Le second volet concerne les normes d'abattage au Québec. « Après la première crise de la vache folle, le pays a été obligé d'adopter des mesures ayant occasionné des coûts supplémentaires à l'abattage, des mesures dispendieuses pour les abattoirs. Mais les États-Unis ne sont pas soumis à ces normes, ce qui crée une certaine distorsion dans le prix. Même s'il en coûte moins cher en transport pour faire abattre le boeuf au Québec, l'histoire en agriculture nous enseigne que lorsque le prix est bon pour le cultivateur, la marge est mince pour l'abattoir, et vice-versa. Nous sommes dans une situation qui privilégie le cultivateur! » Toujours selon le ministre, le volet relatif aux normes doit être traité avec un bon dosage, on doit agir avec prudence.

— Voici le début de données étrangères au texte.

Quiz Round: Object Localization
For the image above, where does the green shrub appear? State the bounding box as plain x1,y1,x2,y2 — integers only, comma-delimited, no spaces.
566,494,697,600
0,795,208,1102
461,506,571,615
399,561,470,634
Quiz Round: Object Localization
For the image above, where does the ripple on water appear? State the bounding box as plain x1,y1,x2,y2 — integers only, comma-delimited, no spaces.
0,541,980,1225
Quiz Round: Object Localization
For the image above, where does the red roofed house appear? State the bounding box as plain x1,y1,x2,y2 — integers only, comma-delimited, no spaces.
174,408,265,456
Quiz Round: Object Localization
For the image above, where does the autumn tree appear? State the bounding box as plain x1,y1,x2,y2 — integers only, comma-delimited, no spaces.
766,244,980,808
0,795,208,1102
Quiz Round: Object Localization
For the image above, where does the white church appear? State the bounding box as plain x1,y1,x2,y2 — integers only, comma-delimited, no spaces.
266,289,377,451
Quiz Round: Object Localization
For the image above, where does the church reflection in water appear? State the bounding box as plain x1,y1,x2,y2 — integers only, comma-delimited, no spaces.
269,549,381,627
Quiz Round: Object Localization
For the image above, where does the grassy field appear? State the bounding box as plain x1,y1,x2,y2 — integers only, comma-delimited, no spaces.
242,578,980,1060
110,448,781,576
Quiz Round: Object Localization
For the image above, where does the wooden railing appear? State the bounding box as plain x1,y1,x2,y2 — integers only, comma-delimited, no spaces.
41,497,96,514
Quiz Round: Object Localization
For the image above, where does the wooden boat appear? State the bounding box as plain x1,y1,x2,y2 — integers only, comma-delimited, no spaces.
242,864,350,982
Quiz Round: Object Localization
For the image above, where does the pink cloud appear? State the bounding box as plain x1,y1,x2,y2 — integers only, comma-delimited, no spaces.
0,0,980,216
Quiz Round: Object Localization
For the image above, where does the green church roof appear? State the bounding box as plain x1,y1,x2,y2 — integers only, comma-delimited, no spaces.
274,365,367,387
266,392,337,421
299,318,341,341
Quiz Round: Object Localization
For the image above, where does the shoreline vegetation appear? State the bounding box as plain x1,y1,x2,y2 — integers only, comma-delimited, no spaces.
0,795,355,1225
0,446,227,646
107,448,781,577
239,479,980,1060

De son côté, la députée du comté de Richmond, Karine Vallières, veut s'assurer de protéger les emplois de cette industrie à Asbestos et lui assurer les conditions propices à sa rentabilité. Elle confirme que le dossier se travaille avec l'entreprise depuis plusieurs mois. « Dans le dossier des Viandes Laroche, ça va bon train. Je suis très consciente comme députée de l'importance de cette entreprise dans une région fortement affectée économiquement et je ne ménage aucun effort avec les instances concernées pour trouver les meilleures solutions possible pour l'entreprise ».